The more a man finds himself under the action of the grace of Communion and the more closely he binds himself to Christ, the more he will inherit communion with Christ in His Kingdom which is to come.
But if sin continues to act in a man’s soul even unto death, then his body will be subject to its consequences, which bear in themselves sickness and death, and from them it will only be liberated when it decomposes after the death of that man and when it rises free of them in the General Resurrection. He who is united soul and body to Christ in this life, will be united with Him soul and body in the life to come. The grace-filled streams of the Life-creating Mysteries of the Body and Blood of Christ are manifest as the sources of our eternal joy in communion with the Risen Christ and in seeing His glory face to face.
Even though sin does not completely alienate one from the race of man, nonetheless its consequences act not only upon individual people, but, through them, upon them upon the earthly activity of the whole Church. Constantly heresies, schisms and disorders appear, tearing away a portion of the faithful. From of old, breaks in commemoration between the local churches or within sections of them have agitated the Church, and in the Divine services we constantly hear prayers that such things might be cut short.
“We ask for concord among the Churches,” “the union of the Churches” (Canon of the Resurrection, tone 8), “that the dissension of the Churches might be set in order” (Service of the Archangels, 8th November, 26th March, 13th July), - these and other like petitions has the Orthodox Church offered up over the course of the centuries. On the Great Sabbath itself, before the Winding-Sheet, the Church cries out: “Birthgiver of Life, O most blameless and most holy Virgin: Quell every offence within our most Holy Church, blessing us with peace forever, O Good Maid” (end of the second stasis of the Lamentations).
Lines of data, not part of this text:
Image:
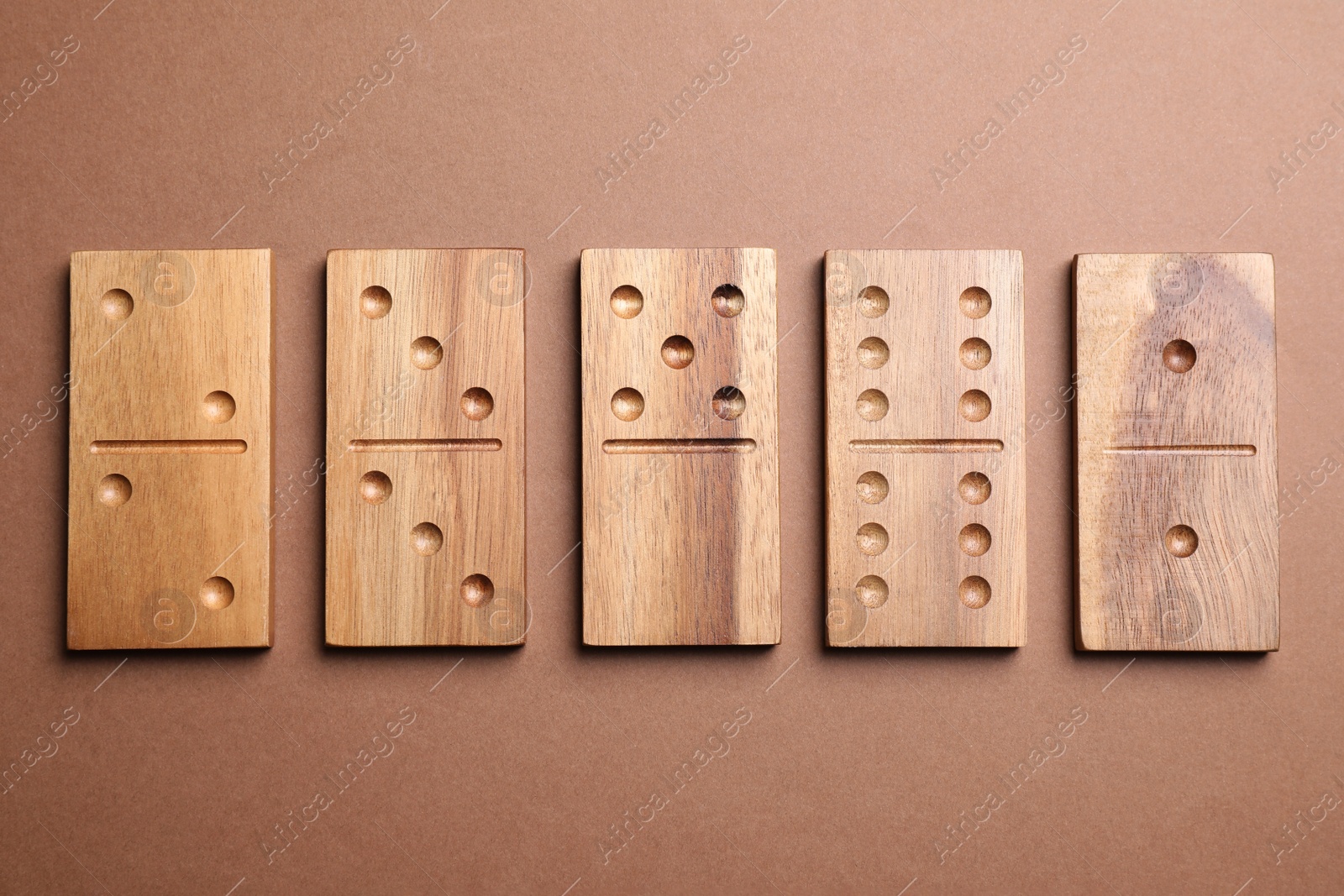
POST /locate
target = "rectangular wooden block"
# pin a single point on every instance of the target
(927, 499)
(425, 446)
(680, 446)
(171, 449)
(1178, 526)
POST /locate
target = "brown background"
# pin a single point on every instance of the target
(521, 761)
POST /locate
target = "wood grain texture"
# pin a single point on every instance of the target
(925, 464)
(425, 445)
(171, 469)
(1178, 531)
(680, 448)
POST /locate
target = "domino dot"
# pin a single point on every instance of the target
(871, 591)
(627, 301)
(375, 302)
(427, 539)
(874, 301)
(974, 539)
(427, 352)
(974, 302)
(729, 403)
(727, 301)
(628, 405)
(974, 488)
(217, 593)
(375, 486)
(118, 304)
(974, 354)
(874, 354)
(873, 405)
(1182, 540)
(219, 407)
(974, 591)
(873, 488)
(477, 403)
(974, 406)
(678, 352)
(1179, 356)
(477, 590)
(873, 539)
(114, 490)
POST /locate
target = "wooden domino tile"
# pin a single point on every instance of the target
(1178, 523)
(680, 448)
(927, 493)
(170, 449)
(425, 445)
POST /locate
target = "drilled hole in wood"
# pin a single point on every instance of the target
(873, 352)
(427, 539)
(974, 406)
(627, 301)
(1179, 356)
(871, 591)
(874, 301)
(873, 405)
(678, 352)
(116, 304)
(873, 488)
(219, 407)
(427, 352)
(375, 486)
(375, 302)
(729, 403)
(217, 593)
(628, 405)
(974, 539)
(974, 354)
(974, 302)
(974, 488)
(114, 490)
(974, 591)
(477, 403)
(873, 539)
(477, 590)
(1182, 540)
(727, 301)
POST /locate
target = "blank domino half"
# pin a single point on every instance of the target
(927, 495)
(1178, 517)
(680, 448)
(170, 449)
(425, 445)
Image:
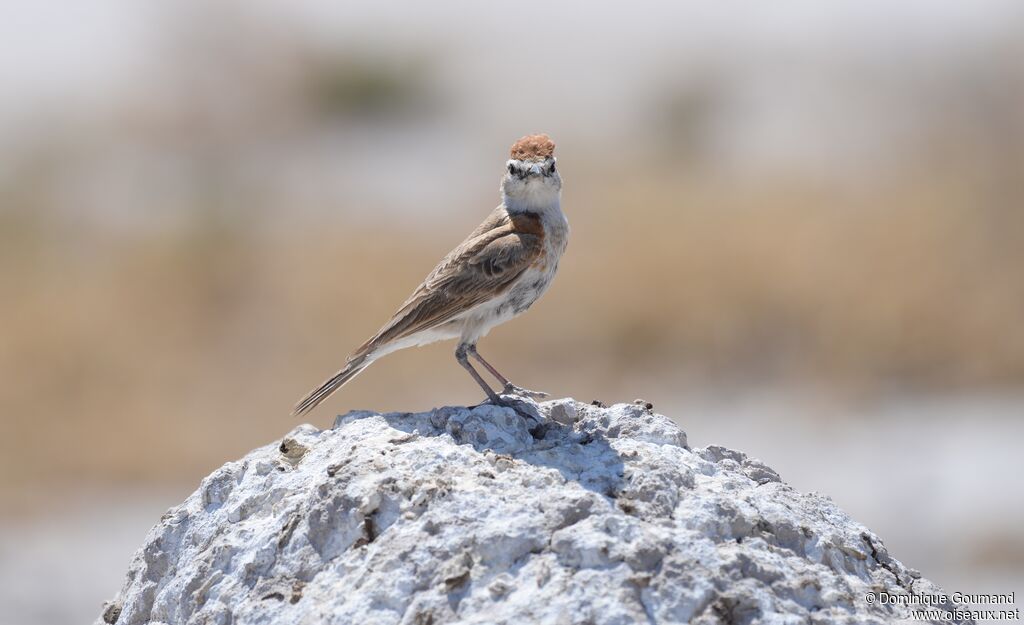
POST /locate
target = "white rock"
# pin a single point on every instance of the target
(580, 514)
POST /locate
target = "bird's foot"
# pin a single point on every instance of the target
(524, 409)
(512, 389)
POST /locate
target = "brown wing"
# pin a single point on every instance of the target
(482, 266)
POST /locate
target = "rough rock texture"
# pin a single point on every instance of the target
(579, 514)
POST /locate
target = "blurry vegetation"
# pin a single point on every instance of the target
(352, 85)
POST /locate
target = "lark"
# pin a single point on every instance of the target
(496, 274)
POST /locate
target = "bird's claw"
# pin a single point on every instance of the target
(512, 389)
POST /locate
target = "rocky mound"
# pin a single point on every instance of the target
(560, 512)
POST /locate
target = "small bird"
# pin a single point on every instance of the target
(496, 274)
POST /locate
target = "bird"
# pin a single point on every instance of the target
(496, 274)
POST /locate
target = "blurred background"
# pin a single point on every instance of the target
(798, 227)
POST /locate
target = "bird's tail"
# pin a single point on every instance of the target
(311, 401)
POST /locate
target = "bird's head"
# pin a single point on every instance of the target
(530, 175)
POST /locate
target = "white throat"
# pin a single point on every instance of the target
(537, 199)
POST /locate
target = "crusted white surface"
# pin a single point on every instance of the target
(480, 515)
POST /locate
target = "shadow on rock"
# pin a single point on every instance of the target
(525, 431)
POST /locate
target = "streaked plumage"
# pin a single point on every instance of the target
(497, 273)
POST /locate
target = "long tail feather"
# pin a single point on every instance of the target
(328, 388)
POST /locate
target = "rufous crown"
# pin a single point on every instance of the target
(532, 148)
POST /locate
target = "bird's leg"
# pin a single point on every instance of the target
(510, 388)
(461, 355)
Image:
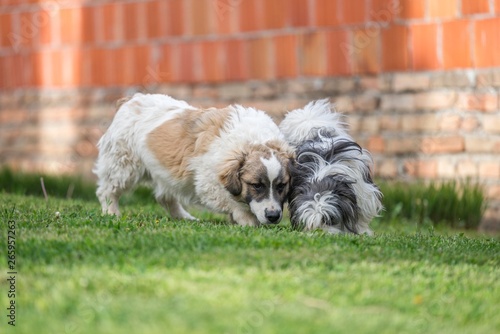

Only when Christ appears in the clouds, will the tempter be trampled down and only then will all offences and temptations disappear.
When the battle between good and evil, between life and death, is finished, then will the Church on earth be delivered into the Church Triumphant, in which “God will be all in all” (see 1 Cor. 15:28).
In the coming Kingdom of Christ, there will be no need to partake of the Body and Blood of Christ, for all those who have been deemed worthy will be in the closest bodily communion with Him and will delight in the pre-eternal light of the Life-originating Trinity, experiencing a blessedness which no tongue can describe and which our feeble minds cannot comprehend. Therefore, after the communion of the holy Mysteries of Christ at the Liturgy, in the sanctuary they always say the prayer which is sung on the paschal days, “O great and most sacred Pascha, Christ; O Wisdom and Word and power of God! Grant that we may partake of Thee fully in the unwaning day of Thy kingdom.”
Translated from “Slova” - the Homilies of St John of Shanghai,
published by “Russkiy Pastyr” in San Francisco, in 1994.